Tips for Parents
Figuring Out Our Families
Taking a Look at Birth Order
National Sibling Day is coming up on April 10, so focusing on family dynamics makes a lot of sense. Part of the equation can be birth order, which, according to some experts, plays an integral role when it comes to why we are the way we are.
Kevin Leman, author of The Birth Order Book: Why You Are the Way You Are, says that the following general characteristics fit various birth orders:
An Only Child or First-Born may be a perfectionist, reliable, a list-maker, well-organized, critical, serious, scholarly, an achiever, self-sacrificing, a people-pleaser, conservative, a supporter of law and order, believe in authority and ritual, legalistic, loyal and self-reliant. Only children or first-borns often feel confident that others take them seriously.
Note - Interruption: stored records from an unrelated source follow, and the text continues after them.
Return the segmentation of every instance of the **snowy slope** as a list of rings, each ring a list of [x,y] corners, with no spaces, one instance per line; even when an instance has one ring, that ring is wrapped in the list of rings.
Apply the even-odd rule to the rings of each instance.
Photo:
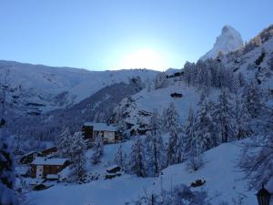
[[[172,97],[170,95],[175,92],[182,94],[182,97]],[[213,90],[209,98],[214,101],[217,94],[218,90]],[[118,115],[119,110],[122,110],[124,120],[127,124],[132,125],[129,128],[130,131],[145,130],[151,113],[154,110],[157,110],[159,114],[162,114],[164,108],[167,108],[172,102],[179,114],[181,123],[184,124],[188,116],[189,108],[197,108],[199,95],[200,93],[197,87],[188,87],[183,81],[150,91],[146,88],[132,96],[132,102],[128,103],[126,99],[123,100],[116,108],[115,114]]]
[[[8,81],[13,87],[22,86],[22,104],[40,104],[43,110],[76,104],[106,86],[127,83],[132,77],[147,81],[157,74],[147,69],[88,71],[11,61],[0,61],[0,74],[10,71]]]
[[[273,26],[265,29],[241,49],[222,59],[234,73],[241,72],[264,88],[273,89]]]
[[[238,50],[244,45],[240,34],[232,26],[225,26],[221,35],[217,37],[213,48],[200,57],[201,60],[215,58],[221,51],[223,54]]]
[[[127,143],[124,147],[128,153],[130,143]],[[143,179],[125,175],[83,185],[57,184],[46,190],[30,192],[27,200],[37,205],[122,205],[137,199],[145,190],[147,193],[158,193],[161,187],[170,190],[176,184],[190,185],[196,179],[204,179],[205,185],[193,190],[207,190],[212,204],[243,198],[243,204],[256,205],[255,191],[248,190],[248,182],[242,179],[243,173],[236,168],[240,154],[239,143],[222,144],[205,152],[206,163],[196,172],[188,172],[186,163],[182,163],[167,168],[159,178]],[[113,160],[116,149],[116,145],[106,146],[103,161]],[[96,170],[101,171],[101,167],[92,169],[92,171]]]

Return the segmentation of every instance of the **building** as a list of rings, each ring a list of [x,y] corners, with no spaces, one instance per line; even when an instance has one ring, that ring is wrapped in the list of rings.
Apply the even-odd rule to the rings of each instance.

A Middle Child may be a mediator, have the fewest pictures in the family photo album, avoid conflict, be independent, extremely loyal to a peer group and have special friends. Middle children can have the most contradictory characteristics, such as being friendly and outgoing or quiet and shy. They may be the ones in the family who get "lost."
A Youngest Child may be manipulative, charming, a bit of a showoff, a people person, a good salesperson, precocious, outgoing, affectionate, uncomplicated, rebellious, critical, temperamental, spoiled, impatient and impetuous. Youngest children may sometimes be viewed as absent-minded and have a tough time being taken seriously.
But Wait, There's More...
Of course these are generalities and characteristics may vary. Birth order is about the tendencies we have, based on where we fall in the family. Other factors that may influence birth order include:
- Spacing. If there are more than five years between children, a "second family" of sorts begins, causing children to take on different roles than those mentioned above.
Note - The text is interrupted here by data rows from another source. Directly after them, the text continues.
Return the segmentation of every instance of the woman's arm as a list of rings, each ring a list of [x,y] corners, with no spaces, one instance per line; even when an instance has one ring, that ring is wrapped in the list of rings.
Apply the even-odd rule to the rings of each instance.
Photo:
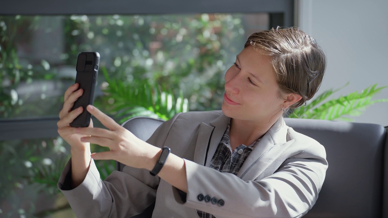
[[[327,166],[320,144],[287,159],[272,175],[253,181],[185,162],[187,194],[185,202],[180,202],[217,218],[301,217],[315,203]],[[201,194],[215,198],[217,203],[199,201]]]

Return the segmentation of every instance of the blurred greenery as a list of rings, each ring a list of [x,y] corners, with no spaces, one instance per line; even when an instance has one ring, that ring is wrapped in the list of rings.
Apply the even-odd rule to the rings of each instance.
[[[225,71],[247,36],[242,17],[1,16],[0,119],[57,116],[83,51],[101,54],[95,104],[118,122],[219,109]],[[0,142],[1,216],[44,217],[68,208],[55,198],[69,149],[60,137]],[[96,164],[103,179],[115,169],[113,161]],[[48,206],[42,207],[42,195]]]
[[[335,90],[330,89],[324,92],[306,105],[294,109],[288,117],[351,121],[353,119],[349,116],[360,116],[368,106],[388,101],[388,99],[372,100],[372,98],[381,90],[388,88],[388,86],[377,87],[377,83],[361,90],[359,93],[356,91],[345,96],[328,100],[329,97],[348,84]]]

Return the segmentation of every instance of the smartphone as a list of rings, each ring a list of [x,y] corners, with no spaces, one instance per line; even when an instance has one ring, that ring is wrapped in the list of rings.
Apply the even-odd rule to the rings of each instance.
[[[80,85],[78,89],[83,89],[83,93],[74,102],[71,110],[82,106],[83,107],[83,111],[70,123],[71,126],[85,127],[89,126],[90,113],[87,111],[86,106],[93,104],[99,63],[100,54],[98,52],[81,52],[78,55],[75,83]]]

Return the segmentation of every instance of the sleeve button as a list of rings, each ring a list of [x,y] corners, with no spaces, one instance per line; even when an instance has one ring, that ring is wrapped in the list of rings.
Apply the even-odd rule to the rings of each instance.
[[[209,201],[210,201],[210,199],[211,198],[210,197],[210,196],[209,196],[208,195],[206,195],[206,196],[205,196],[205,198],[204,198],[205,201],[206,202],[209,202]]]
[[[199,194],[197,196],[197,198],[198,199],[198,201],[203,201],[204,197],[203,196],[203,195],[202,194]]]

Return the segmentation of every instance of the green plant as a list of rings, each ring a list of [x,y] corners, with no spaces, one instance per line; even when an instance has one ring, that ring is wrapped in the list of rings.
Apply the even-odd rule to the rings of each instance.
[[[109,99],[107,101],[112,102],[111,111],[116,117],[121,118],[119,123],[139,116],[167,120],[177,113],[188,110],[189,101],[181,91],[176,98],[172,91],[157,85],[150,85],[147,80],[126,83],[110,78],[104,67],[101,71],[107,83],[104,90]]]
[[[374,104],[388,101],[388,99],[372,100],[372,97],[388,86],[376,88],[377,83],[370,86],[359,93],[358,91],[344,96],[325,100],[334,93],[348,85],[336,90],[330,89],[318,95],[305,106],[294,109],[288,117],[305,119],[315,119],[333,120],[342,119],[352,121],[346,116],[356,116],[369,106]]]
- Gender. If there are two girls in a family and one boy (or some other mix), that can impact how birth order plays out.
- Physicality. The size of kids, their physical beauty/plainness, disabilities and more can also turn "typical" birth order patterns around.
No one person fits all these characteristics. Birth order is but one tool to examine family patterns and relationships in that never-ending quest to figure out your family!